Mensen zijn niets anders dan monsters
Na de ‘Touching Juliette’-serie slaat Tahereh Mafi een andere weg in: ‘De wereld om me heen was wreed, racistisch en vol vreemdelingenhaat, en mensen hadden al zo vaak mijn hart gebroken dat ik rond mijn zestiende verjaardag niet langer de woorden kon vinden om mijn woede mee uit te drukken.’ Een bijna eindeloze afstand is een poging deze woede in woorden te vangen. Het leven van Shirin is fictie, maar rees op uit een samensmelting van echte ervaringen. En daarmee ligt de eerste steen op je maag. Hoewel je hoopt dat Een bijna eindeloze afstand fictief is, weet je beter. Mafi laat de monsterlijke kant van de mens op pijnlijke wijze zien.

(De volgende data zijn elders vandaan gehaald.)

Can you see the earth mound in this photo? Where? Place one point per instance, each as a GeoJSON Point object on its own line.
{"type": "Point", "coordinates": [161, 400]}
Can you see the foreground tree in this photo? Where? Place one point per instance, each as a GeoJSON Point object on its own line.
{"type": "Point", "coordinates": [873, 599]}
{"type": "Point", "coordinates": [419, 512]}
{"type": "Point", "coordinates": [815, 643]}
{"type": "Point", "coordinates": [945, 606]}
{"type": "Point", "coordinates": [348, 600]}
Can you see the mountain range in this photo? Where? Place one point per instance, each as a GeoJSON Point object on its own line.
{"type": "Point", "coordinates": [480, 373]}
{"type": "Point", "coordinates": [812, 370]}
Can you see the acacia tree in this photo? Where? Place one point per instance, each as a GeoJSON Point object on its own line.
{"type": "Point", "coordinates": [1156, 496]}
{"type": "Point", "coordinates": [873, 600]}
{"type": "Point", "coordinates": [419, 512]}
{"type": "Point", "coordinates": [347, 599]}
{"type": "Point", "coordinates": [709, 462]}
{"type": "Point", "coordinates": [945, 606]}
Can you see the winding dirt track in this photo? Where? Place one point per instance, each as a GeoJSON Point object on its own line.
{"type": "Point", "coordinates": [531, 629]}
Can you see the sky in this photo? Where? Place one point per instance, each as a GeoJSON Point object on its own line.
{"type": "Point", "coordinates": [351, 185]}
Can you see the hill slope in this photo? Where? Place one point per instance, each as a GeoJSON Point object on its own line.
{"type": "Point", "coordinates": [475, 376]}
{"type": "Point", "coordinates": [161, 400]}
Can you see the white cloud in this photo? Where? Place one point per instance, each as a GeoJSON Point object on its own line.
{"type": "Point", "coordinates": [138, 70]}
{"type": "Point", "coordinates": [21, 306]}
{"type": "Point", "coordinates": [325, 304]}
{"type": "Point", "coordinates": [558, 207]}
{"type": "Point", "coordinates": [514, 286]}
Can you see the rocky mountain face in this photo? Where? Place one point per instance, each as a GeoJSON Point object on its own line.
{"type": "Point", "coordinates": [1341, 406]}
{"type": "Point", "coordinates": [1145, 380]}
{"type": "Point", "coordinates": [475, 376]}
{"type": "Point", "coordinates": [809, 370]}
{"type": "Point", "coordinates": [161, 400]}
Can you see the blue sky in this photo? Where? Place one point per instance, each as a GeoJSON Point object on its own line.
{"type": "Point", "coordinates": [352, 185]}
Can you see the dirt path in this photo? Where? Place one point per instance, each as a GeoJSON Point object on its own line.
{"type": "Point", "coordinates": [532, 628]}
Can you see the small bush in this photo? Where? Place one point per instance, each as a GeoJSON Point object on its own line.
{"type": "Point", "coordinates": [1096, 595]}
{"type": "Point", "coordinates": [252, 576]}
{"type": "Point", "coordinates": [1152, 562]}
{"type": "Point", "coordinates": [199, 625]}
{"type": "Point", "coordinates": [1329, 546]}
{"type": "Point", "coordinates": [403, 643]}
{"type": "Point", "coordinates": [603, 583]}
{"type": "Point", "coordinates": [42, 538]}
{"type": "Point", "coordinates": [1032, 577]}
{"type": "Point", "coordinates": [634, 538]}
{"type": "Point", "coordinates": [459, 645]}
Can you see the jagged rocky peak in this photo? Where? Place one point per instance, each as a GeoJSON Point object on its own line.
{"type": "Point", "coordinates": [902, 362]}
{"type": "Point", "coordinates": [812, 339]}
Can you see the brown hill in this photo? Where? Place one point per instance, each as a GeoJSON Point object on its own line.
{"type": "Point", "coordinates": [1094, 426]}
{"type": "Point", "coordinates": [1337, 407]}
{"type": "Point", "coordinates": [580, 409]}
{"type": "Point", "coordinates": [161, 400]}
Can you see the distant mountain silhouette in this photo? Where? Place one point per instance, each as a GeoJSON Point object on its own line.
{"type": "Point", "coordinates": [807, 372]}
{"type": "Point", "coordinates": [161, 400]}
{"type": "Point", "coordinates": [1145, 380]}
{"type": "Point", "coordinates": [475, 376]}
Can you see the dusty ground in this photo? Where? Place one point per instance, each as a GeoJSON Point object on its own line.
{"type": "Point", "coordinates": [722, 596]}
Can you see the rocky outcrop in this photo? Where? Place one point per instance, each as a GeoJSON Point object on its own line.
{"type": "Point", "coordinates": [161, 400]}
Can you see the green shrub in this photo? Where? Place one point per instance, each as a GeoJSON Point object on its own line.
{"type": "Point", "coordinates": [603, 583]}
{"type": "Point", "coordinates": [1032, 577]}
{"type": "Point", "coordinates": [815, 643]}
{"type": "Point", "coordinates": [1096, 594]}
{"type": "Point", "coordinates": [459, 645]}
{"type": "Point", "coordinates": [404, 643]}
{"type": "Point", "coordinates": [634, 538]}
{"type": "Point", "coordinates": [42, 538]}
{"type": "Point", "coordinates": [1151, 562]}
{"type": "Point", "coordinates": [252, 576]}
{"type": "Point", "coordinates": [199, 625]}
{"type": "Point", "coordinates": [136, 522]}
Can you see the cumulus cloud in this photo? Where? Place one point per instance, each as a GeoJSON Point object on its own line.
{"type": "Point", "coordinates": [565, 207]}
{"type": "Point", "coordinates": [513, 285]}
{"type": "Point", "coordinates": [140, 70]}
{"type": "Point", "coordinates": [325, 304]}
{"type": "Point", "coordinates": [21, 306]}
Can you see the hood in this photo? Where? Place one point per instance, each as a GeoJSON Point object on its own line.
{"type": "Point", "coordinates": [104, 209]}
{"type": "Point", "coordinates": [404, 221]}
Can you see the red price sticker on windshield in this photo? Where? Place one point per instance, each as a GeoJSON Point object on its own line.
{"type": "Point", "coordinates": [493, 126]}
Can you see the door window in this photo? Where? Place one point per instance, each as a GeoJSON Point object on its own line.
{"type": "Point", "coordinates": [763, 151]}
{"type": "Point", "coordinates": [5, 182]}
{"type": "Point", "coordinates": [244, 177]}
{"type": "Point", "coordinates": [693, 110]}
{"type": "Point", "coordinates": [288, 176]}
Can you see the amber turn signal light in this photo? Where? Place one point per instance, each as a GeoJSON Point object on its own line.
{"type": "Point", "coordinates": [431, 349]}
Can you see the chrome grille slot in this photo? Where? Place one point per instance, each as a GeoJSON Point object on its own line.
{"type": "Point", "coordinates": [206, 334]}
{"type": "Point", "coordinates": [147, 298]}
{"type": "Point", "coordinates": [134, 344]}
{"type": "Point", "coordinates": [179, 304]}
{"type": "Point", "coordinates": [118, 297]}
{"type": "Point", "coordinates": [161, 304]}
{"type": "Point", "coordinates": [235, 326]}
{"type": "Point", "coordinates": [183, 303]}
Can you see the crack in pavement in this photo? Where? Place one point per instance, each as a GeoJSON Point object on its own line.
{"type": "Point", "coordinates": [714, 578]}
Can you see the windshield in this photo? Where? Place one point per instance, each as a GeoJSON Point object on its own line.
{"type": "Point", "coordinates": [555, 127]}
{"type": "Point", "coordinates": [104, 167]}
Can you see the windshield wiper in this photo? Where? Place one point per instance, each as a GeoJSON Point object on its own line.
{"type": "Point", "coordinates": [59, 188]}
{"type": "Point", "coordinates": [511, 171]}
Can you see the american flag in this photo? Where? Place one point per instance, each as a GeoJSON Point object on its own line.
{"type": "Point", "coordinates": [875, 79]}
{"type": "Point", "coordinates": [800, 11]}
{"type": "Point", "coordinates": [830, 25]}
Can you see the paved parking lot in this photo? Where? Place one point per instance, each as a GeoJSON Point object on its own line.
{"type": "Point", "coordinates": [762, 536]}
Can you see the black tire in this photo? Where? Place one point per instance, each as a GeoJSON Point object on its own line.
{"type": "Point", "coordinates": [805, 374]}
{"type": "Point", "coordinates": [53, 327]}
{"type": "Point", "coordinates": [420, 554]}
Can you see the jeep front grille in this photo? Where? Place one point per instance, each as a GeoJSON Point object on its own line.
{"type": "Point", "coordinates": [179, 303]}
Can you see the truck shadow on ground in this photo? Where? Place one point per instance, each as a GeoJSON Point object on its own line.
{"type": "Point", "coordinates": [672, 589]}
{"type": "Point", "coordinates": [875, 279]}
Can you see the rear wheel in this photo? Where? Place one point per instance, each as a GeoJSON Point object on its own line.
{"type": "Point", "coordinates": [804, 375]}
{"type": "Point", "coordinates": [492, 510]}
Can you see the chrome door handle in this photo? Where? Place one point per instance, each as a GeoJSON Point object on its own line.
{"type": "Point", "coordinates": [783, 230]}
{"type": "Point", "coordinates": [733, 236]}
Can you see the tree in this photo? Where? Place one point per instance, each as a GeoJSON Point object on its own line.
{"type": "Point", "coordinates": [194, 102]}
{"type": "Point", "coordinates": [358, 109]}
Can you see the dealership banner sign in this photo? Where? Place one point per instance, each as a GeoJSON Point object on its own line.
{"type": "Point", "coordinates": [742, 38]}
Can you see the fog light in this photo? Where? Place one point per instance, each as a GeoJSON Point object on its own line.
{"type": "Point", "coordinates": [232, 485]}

Shirin start na een zoveelste verhuizing opnieuw op een middelbare school. Haar leven als Perzische is nooit gemakkelijk geweest, maar na de gebeurtenissen van 9/11 is haar leven een regelrechte ramp. Alleen het feit dat ze een hijab draagt is al voldoende voor haat en razernij; men ziet haar als terrorist. Hopeloos alleen ziet ze slechts één kans te overleven: een verbitterde Shirin die zich volledig afsluit van alles en iedereen in de wereld ontwaakt.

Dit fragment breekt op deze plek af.